NVMe offload

Author: Hongxin Liu

Prerequisite:

Zero Redundancy Optimizer with chunk-based memory management

Related Paper

Introduction

If a model has N parameters, when using Adam, it has 8N optimizer states. For billion-scale models, optimizer states take at least 32 GB memory. GPU memory limits the model scale we can train, which is called GPU memory wall. If we offload optimizer states to the disk, we can break through GPU memory wall.

We implement a user-friendly and efficient asynchronous Tensor I/O library: TensorNVMe. With this library, we can simply implement NVMe offload.

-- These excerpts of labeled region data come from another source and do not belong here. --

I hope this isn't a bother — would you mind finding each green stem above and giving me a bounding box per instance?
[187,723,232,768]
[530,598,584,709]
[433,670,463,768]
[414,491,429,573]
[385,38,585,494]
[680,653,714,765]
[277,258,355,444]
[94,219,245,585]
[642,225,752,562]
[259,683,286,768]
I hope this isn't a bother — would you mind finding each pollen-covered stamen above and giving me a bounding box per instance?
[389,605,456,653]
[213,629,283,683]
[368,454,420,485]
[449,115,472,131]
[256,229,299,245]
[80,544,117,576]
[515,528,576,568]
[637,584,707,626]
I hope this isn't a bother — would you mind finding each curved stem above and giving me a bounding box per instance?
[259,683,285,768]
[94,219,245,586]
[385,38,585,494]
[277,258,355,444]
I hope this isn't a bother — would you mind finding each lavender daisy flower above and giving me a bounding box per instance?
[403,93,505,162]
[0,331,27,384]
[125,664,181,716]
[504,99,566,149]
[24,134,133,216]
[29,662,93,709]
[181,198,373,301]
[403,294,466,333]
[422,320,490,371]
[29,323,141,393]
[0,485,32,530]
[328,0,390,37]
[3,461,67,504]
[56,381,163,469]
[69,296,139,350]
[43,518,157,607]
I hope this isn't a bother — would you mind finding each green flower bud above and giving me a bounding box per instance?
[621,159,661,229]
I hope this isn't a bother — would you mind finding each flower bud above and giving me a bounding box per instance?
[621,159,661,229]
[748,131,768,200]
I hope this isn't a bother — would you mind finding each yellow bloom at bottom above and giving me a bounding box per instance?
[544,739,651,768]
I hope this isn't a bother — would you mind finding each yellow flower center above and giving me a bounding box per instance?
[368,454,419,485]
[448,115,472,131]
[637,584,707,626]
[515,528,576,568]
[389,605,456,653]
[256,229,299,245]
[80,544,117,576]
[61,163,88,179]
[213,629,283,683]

This library is compatible with all kinds of disk (HDD, SATA SSD, and NVMe SSD). As I/O bandwidth of HDD or SATA SSD is low, it's recommended to use this lib only on NVMe disk.

When optimizing a parameter, we can divide the optimization process into three stages: read, compute and offload. We perform the optimization process in a pipelined fashion, which can overlap computation and I/O.

Usage

First, please make sure you installed TensorNVMe:

pip install packaging
pip install tensornvme

We implement NVMe offload of optimizer states for Adam (CPUAdam and HybridAdam).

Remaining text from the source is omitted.